At the Des Moines Art Center, “Images Unbound” examines “the societal impact of the endless amount of images that have entered our world since the invention and proliferation of photography.” The main point seems to be figuring out how the barrage of technology’s image splash can be appreciated in a world where context is always changing, where, as Marshall McLuhan warned, “Medium is the message.” 

Lots of montage are used to show how tentative context can be. “Throughout the 20th and 21st centuries, artists have explored the consequences and opportunities that arise when visual culture becomes untethered from its original context, helping us navigate a world where images are always on the move,” explains curator Mia Laufer. 

CNA - Stop HIV Iowa

There is no “Ah” piece in the show, and that might be the point — medium, context and timing are more important than any piece of art. As far as I know, this is the local debut of the Minnesota-based Native American artist Frank Big Bear, an Anishinabe and a 30-year taxi driver, long championed by Smithsonian National Museum of the American Indian and the Minneapolis Institute of Arts. He is included because whose perspective has changed more in 50 years than that of the Native Americans? Big Bear has painted the life journeys that Louise Erdrich wrote about. If you don’t know Erdrich’s body of work, that was the highest of praise. 

“Big Bear is best known for drawings made with Prismacolor pencils in which faces, figures and abstract shapes completely fill the picture space with a riot of color and activity,” explains Laufer.  

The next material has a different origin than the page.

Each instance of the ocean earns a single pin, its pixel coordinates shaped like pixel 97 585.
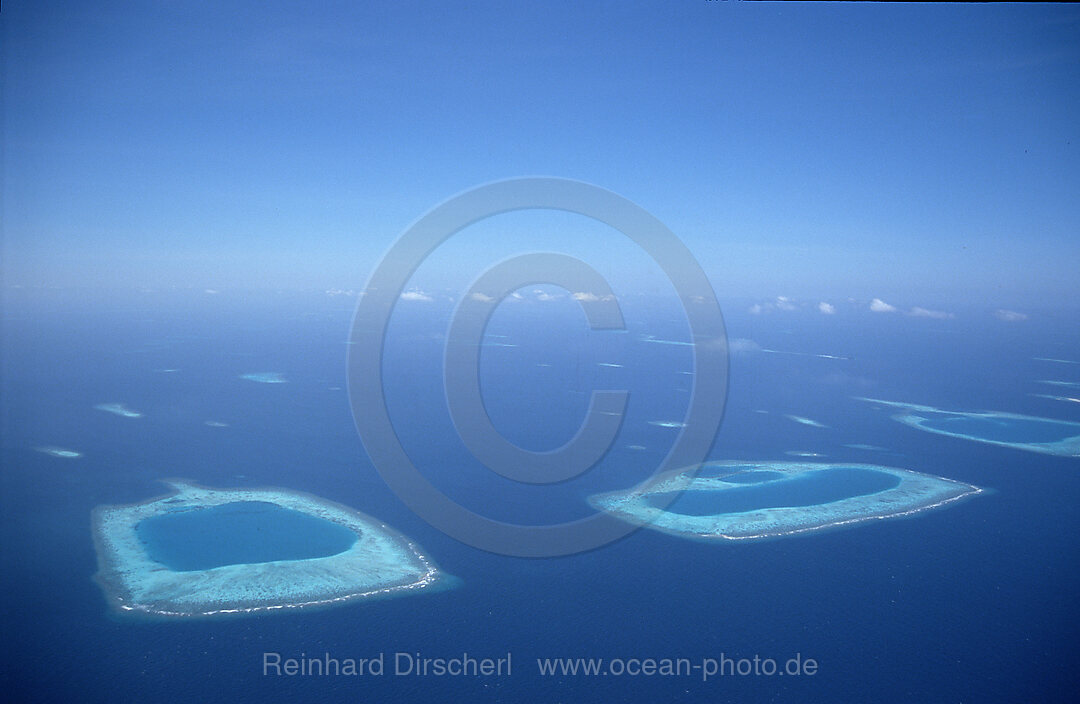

Another personal favorite in this show is Walker Evans, one of the photographers who somehow made the Great Depression unforgettable in a kind and gentle way. If there is a star in this show for me, though, it is William Kentridge, who dares to contribute a series called “Zeno Writing.” Zeno was a great inspiration for Kant, Kafka and Jorge Luis Borges. His cynicism-turned-Stoicism was immortalized by those gents, and these prints seem to argue his proposition on the impossibility of ever going from one place to another.

Steven Vail Fine Arts is alive and open for business. Just before COVID backstabbed the world, Vail was located in the Teachout Building. After his landlord and great friend Kirk Blunck was found dead under what the medical examiner called “suspicious” circumstances in front of his gallery door, things changed. SVFA relocated to the Fitch Building, just in time to be closed by COVID “protocols.” 

The gallery has updated and relaunched their first Fitch show, “The Show Must Go On,” adding “And On and On and On.” It will hang for one year, whimsically. As works sell, the show will add new ones.